Equilibrium and kinetic studies on adsorption of chromium(VI) onto pine-needle-generated activated carbon

Chromium is extensively used in a large number of industries and is often discharged through the wastewater effluents to pollute water sources. Being a heavy metal, it invariably leads to serious health risks when ingested. The aim of the present study is to test a readily available low-cost precursor, dry pine needles, for the production of activated carbon and determine its efficiency in removing Cr(VI) from water. Process parameters such as efficiency of metal removal, capacity of the activated carbon, pH, and concentration of adsorbate were investigated. The characterization of the adsorbent was performed using scanning electron microscopy and X-ray diffraction. The point of zero charge was determined. Both batch and column adsorption experiments were conducted. Adsorption equilibrium isotherms as well as adsorption kinetics were generated from batch experiments. Breakthrough curves were generated to assess adsorption capacities using column adsorption tests. The results obtained from the batch tests showed that the Freundlich as well as Temkin isotherms constituted a better fit for the adsorption data than the Langmuir isotherm. Maximum adsorption capacity of pine-needle activated carbon for Cr(VI) was 65.36 mg g−1. Furthermore, the adsorption kinetics followed a pseudo-second order which confirms chemisorption to be the mechanism responsible for the removal of Cr(VI) using pine-needle activated carbon as adsorbent.

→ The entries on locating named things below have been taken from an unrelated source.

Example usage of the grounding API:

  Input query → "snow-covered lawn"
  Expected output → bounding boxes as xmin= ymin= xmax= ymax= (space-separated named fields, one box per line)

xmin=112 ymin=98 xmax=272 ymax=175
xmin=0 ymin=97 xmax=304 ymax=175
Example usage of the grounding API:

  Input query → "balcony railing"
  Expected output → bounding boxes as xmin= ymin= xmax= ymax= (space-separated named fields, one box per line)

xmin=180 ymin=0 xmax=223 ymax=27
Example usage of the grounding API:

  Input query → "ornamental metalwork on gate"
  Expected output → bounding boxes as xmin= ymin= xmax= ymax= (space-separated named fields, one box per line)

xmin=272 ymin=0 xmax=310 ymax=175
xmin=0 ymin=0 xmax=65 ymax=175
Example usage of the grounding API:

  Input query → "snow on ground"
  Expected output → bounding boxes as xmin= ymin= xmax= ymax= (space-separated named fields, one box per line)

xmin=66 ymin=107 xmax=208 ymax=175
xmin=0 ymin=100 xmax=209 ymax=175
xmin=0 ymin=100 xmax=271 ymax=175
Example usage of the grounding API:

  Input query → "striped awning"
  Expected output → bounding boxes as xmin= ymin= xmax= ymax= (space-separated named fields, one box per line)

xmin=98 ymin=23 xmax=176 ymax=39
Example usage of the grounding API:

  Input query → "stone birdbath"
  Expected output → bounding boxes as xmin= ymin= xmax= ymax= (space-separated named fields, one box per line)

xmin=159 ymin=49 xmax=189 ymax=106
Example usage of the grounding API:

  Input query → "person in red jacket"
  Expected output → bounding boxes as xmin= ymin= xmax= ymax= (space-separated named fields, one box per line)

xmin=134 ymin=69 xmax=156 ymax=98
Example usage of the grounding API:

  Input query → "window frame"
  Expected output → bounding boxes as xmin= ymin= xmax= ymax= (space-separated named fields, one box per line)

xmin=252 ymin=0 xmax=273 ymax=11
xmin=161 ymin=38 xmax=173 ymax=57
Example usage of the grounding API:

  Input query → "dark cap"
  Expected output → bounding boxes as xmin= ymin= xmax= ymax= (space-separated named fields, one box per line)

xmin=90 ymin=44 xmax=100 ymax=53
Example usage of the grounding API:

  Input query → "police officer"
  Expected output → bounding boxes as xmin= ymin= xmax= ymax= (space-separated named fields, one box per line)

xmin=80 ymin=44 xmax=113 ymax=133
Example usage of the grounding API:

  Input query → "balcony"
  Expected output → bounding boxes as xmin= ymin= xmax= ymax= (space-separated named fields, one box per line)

The results of the column tests indicated that the highest metal removals were achieved at lower initial concentrations, while the highest adsorption capacities were achieved at the initial concentration of 20 mg L−1. The results also depicted that Cr(VI) is almost exclusively removed at low pH values (pH 4 being the lowest pH tested) with removals decreasing appreciably with the increase in pH.